New Delhi: The Nuclear Security Summit (NSS), which begins in Washington DC today, will see top officials from 47 nations gather together to discuss the issue of securing nuclear materials globally. The summit is notable for being the largest convention of global leaders brought together by any President since a meeting called by Franklin Roosevelt in 1945.
While India’s Manmohan Singh and Pakistan’s Yusuf Raza Gilani are both participating in the summit, Israeli Prime Minister Benjamin Netanyahu will not be attending. Neither Iran nor North Korea were invited to attend, and Tehran is organizing its own global conference called Nuclear Energy For All, Nuclear Weapons For None, which begins soon after the NSS ends.
Given its status as a non-signatory to the Nuclear Non-Proliferation Treaty (NPT) who is also engaging in a civilian nuclear deal with the US, India’s position is particularly controversial, with many US based analysts of the view that aiding India with uranium for its civilian nuclear programme will allow the country to divert its domestic resources for the production of weapon materials. Additionally, experts have stated that India’s separation plan by which New Delhi will separate civilian and military facilities, declare the former and place them under International Atomic Energy Agency (IAEA) safeguards has a loophole. “Although IAEA safeguards ensure that nuclear material is not diverted, there are no procedures or measures in place to ensure that information, technology and know-how are not transferred from the civil sector to the military sector,” writes nonproliferation analyst Paul Kerr, in a recent Congressional Research Service report entitled US Nuclear Cooperation with India: Issues for Congress.

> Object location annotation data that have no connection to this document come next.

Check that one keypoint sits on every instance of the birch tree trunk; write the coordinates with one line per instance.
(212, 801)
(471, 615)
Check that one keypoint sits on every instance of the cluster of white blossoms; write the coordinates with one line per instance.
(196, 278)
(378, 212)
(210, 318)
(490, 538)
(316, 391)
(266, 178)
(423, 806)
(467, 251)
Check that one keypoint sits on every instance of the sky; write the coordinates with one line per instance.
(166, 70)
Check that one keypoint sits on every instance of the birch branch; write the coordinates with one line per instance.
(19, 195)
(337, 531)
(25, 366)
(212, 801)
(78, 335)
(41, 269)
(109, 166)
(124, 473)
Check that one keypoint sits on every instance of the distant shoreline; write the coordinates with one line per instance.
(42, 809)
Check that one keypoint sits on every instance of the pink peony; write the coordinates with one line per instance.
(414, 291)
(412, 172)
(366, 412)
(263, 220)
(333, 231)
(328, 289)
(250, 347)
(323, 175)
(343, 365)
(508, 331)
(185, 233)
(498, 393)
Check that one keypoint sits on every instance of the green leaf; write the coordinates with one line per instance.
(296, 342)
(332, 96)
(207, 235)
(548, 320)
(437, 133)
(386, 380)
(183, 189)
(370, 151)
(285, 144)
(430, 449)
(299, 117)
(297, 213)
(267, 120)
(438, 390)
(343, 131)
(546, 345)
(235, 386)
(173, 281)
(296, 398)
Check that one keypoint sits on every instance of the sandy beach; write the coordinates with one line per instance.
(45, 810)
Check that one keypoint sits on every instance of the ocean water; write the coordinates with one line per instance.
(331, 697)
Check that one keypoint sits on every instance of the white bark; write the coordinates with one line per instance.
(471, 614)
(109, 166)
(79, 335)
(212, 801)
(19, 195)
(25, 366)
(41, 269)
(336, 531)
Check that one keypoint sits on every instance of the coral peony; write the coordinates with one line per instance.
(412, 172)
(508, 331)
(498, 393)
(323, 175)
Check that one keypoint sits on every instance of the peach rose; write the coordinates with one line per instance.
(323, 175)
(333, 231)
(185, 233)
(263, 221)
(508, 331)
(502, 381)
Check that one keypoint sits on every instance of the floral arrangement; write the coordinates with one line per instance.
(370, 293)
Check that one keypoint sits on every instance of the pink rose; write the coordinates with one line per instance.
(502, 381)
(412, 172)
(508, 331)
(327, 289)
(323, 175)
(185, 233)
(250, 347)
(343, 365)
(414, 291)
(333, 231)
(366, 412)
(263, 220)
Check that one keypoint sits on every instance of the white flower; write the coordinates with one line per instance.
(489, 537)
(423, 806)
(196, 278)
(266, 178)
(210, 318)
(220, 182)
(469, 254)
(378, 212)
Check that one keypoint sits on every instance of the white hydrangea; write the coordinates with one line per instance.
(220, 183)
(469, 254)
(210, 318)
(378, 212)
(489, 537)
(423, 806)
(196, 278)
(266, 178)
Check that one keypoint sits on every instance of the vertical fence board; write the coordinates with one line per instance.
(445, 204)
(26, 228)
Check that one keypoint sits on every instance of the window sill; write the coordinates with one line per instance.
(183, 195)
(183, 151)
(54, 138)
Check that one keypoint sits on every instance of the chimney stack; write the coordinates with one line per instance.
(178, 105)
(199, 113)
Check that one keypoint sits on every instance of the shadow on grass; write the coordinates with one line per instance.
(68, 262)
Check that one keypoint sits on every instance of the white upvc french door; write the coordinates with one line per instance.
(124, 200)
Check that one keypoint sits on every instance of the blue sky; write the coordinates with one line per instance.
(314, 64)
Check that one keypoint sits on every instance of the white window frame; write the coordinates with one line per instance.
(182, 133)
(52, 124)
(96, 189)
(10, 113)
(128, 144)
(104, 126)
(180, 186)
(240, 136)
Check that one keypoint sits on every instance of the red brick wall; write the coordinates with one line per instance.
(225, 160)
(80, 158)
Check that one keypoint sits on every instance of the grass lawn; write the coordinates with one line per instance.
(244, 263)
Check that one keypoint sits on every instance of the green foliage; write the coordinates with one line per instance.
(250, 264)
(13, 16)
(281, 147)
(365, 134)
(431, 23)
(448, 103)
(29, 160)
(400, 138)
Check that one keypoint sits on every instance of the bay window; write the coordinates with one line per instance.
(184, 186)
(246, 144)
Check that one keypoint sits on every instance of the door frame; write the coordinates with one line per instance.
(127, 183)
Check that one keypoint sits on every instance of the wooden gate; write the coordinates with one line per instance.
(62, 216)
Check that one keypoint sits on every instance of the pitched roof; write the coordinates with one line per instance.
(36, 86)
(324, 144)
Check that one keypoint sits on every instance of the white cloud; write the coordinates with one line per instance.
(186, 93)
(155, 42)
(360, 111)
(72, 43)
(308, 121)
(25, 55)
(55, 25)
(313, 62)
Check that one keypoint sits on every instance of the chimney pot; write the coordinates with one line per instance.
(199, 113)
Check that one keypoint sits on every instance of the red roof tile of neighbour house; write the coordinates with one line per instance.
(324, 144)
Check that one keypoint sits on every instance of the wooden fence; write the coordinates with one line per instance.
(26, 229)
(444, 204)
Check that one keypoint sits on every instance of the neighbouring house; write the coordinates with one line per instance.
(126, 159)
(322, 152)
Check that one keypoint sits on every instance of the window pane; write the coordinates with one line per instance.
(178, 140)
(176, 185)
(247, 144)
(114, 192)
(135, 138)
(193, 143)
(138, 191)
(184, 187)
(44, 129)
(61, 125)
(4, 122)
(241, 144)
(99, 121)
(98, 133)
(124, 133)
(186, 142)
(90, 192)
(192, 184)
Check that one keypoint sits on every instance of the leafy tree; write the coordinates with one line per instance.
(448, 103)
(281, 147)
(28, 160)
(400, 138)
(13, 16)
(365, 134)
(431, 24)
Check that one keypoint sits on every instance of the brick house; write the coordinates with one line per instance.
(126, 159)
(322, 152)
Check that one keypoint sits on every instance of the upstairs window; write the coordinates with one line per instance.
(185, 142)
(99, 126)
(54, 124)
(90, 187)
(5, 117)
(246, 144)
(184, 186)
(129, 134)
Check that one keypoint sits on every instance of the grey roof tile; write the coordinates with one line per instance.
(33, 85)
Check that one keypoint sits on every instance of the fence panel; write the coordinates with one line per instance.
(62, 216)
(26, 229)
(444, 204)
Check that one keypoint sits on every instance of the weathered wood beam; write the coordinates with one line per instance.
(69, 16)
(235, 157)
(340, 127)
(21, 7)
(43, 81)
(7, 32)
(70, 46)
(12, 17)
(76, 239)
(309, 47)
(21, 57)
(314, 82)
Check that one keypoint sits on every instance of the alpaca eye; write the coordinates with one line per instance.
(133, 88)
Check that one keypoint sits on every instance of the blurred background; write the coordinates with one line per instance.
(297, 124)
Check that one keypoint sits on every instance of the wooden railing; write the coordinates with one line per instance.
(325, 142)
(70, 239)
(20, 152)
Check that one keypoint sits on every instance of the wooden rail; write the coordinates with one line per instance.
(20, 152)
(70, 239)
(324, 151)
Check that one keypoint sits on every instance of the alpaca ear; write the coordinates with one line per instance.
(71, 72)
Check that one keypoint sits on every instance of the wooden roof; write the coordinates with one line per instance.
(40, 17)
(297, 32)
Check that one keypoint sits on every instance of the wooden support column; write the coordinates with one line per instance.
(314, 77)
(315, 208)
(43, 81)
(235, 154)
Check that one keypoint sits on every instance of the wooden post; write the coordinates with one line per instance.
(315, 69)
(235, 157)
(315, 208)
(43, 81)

According to Brahma Chellaney, professor of Strategic Studies at the Centre for Policy Research in New Delhi, neither of these apprehensions is founded in reality. “India is the only nuclear weapons state in the world that has voluntarily placed its entire civil nuclear programme under international inspections in perpetuity. Therefore to say material or technology can pass form civil to material sides is to question the efficacy of IAEA safeguards, which historically have never failed,” he says.

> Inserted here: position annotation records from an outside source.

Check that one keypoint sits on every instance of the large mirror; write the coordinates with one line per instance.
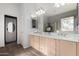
(63, 18)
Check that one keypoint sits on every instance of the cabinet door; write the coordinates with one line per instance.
(36, 42)
(31, 40)
(57, 47)
(51, 47)
(42, 44)
(77, 49)
(67, 48)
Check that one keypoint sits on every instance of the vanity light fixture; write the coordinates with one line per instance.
(38, 13)
(59, 4)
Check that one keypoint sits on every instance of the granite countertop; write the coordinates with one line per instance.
(58, 36)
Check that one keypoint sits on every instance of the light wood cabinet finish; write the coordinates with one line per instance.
(77, 49)
(57, 47)
(52, 47)
(67, 48)
(31, 40)
(42, 44)
(36, 42)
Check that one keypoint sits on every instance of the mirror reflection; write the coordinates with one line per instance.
(62, 18)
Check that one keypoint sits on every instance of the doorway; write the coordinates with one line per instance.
(10, 29)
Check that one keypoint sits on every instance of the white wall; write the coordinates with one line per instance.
(7, 9)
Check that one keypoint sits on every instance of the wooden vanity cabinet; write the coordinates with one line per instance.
(77, 49)
(31, 40)
(34, 41)
(67, 48)
(54, 47)
(51, 47)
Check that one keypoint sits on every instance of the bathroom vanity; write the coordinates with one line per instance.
(63, 38)
(52, 45)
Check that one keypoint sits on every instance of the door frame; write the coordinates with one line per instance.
(5, 28)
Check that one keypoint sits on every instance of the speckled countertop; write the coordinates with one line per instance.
(58, 36)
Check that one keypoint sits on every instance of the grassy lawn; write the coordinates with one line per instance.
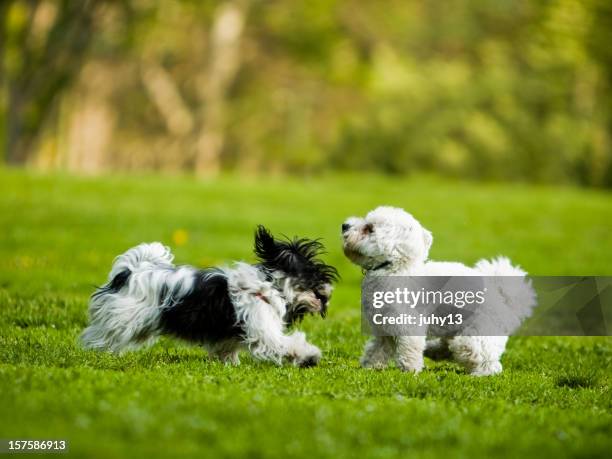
(59, 235)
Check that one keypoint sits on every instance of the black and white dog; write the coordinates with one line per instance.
(222, 309)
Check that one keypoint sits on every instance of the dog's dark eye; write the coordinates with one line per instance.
(322, 298)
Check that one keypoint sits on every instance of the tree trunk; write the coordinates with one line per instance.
(223, 65)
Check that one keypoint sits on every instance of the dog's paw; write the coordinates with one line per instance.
(410, 366)
(487, 369)
(308, 359)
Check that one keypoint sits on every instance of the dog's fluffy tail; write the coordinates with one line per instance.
(517, 293)
(125, 311)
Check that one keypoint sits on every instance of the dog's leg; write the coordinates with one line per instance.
(480, 355)
(264, 330)
(225, 351)
(377, 352)
(409, 353)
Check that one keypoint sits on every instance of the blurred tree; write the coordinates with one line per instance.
(43, 47)
(507, 90)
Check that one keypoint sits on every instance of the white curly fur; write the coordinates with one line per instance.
(391, 242)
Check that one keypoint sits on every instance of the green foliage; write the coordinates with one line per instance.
(507, 90)
(61, 233)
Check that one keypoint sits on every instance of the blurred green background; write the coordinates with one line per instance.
(495, 90)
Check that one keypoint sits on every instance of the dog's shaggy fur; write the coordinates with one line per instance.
(222, 309)
(391, 242)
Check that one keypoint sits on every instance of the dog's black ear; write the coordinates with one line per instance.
(266, 248)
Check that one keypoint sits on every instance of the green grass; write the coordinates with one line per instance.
(59, 235)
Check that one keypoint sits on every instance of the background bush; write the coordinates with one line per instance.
(509, 90)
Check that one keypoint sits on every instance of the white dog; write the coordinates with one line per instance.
(391, 242)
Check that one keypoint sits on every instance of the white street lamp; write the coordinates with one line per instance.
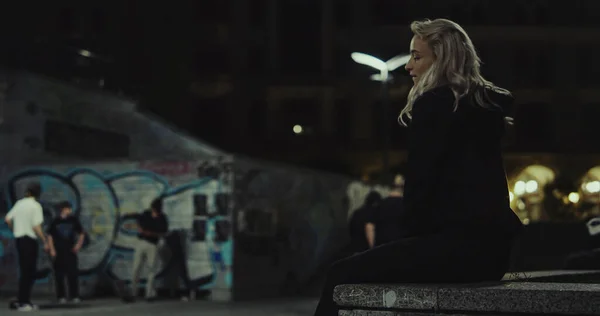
(384, 76)
(384, 67)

To listen to the full interview with Chellaney, click here
In his report, Kerr also highlights the view that a nuclear deal with India should come with more stringent conditions. “In view of many nonproliferation analysts, the key to ensuring that civilian nuclear cooperation does not assist India’s weapons program is to insist on New Delhi halting its fissile material production for weapons,” he writes.

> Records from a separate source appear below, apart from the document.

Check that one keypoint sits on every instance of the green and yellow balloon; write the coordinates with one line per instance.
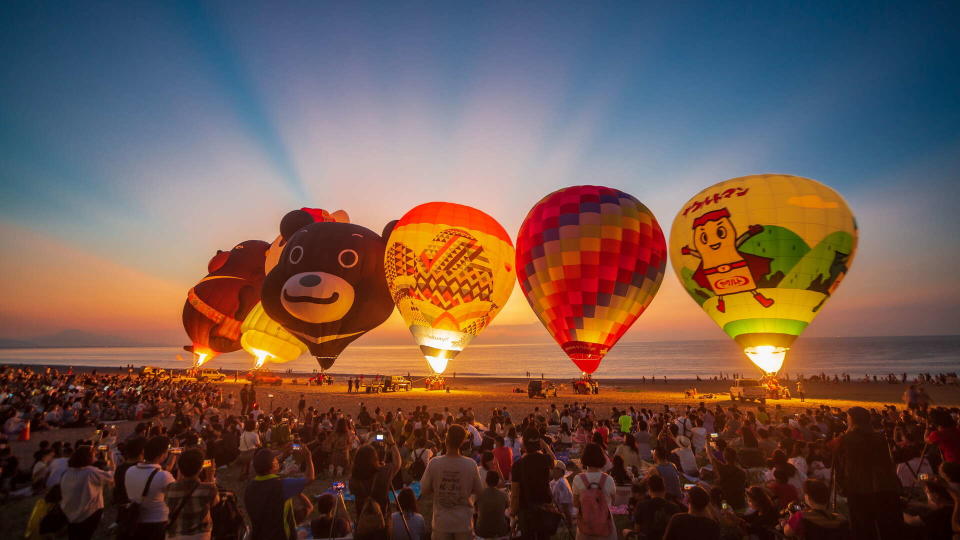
(761, 254)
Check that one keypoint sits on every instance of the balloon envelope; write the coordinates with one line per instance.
(761, 254)
(589, 260)
(450, 270)
(328, 287)
(218, 304)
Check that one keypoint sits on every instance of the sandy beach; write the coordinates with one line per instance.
(484, 394)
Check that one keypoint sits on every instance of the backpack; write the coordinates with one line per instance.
(128, 513)
(594, 510)
(228, 522)
(418, 467)
(820, 525)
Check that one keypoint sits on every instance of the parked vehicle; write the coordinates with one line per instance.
(263, 376)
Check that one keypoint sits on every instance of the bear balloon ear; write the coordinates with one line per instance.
(293, 222)
(388, 228)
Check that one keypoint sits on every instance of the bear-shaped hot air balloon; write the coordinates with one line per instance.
(761, 254)
(450, 271)
(216, 307)
(263, 337)
(328, 288)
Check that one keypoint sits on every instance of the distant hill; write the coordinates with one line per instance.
(70, 338)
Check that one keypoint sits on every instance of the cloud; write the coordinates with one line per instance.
(812, 201)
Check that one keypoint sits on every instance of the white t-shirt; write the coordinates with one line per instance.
(153, 507)
(609, 486)
(249, 440)
(452, 480)
(82, 491)
(57, 467)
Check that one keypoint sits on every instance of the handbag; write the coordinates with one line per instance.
(183, 502)
(54, 520)
(128, 514)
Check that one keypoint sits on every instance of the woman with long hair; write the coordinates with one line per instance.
(370, 477)
(629, 452)
(341, 443)
(81, 488)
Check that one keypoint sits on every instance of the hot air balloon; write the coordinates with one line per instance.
(449, 268)
(589, 260)
(761, 254)
(328, 287)
(261, 336)
(216, 307)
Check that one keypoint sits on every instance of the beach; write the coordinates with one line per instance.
(485, 394)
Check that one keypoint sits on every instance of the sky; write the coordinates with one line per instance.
(137, 138)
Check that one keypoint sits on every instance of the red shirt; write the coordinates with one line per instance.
(948, 439)
(503, 456)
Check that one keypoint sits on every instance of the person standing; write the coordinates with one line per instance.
(868, 478)
(696, 522)
(81, 488)
(245, 400)
(269, 497)
(530, 497)
(153, 507)
(191, 498)
(593, 493)
(451, 480)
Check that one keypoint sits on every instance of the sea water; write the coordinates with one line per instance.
(673, 359)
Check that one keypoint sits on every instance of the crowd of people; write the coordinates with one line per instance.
(563, 469)
(51, 398)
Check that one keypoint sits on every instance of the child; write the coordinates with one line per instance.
(407, 503)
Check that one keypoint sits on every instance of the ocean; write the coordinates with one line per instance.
(673, 359)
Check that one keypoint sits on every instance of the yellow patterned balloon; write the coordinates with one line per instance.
(761, 254)
(265, 339)
(449, 268)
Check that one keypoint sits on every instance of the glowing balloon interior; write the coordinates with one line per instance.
(761, 255)
(449, 269)
(589, 260)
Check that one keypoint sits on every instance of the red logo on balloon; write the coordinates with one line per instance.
(727, 283)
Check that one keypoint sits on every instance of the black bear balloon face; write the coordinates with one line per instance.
(328, 288)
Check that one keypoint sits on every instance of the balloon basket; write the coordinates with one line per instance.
(436, 382)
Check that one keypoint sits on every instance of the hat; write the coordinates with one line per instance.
(859, 416)
(263, 460)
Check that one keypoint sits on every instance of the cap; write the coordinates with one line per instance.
(263, 460)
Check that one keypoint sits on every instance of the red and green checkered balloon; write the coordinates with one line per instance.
(589, 260)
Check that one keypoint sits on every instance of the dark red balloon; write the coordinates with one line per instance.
(215, 307)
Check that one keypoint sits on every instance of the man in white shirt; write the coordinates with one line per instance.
(452, 480)
(153, 507)
(560, 490)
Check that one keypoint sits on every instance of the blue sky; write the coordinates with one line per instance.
(137, 138)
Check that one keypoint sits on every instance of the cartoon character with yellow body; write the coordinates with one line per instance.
(723, 268)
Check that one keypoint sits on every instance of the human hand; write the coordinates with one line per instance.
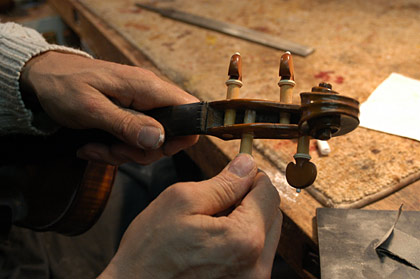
(81, 93)
(178, 235)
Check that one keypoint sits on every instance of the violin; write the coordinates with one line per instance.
(46, 188)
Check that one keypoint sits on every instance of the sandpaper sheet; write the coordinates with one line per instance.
(357, 244)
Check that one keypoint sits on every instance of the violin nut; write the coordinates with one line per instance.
(325, 85)
(323, 134)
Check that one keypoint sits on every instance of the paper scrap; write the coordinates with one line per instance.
(394, 107)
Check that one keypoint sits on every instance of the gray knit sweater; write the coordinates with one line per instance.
(17, 46)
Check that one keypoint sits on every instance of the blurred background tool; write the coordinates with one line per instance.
(233, 30)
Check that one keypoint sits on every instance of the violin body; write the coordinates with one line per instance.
(44, 187)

Chellaney’s response is to point out that India’s plutonium stockpile is “almost miniscule,” far smaller than that of the US and only marginally larger than that of Pakistan, a nation that began its nuclear programme 30 years after India. “For India to cease all fissile material production for weapons purposes when it does not even have a minimum deterrent against China would be to ask for the impossible. India has to first build a credible minimal deterrent against China and only then can it be in a position to halt further development of fissile material,” he says.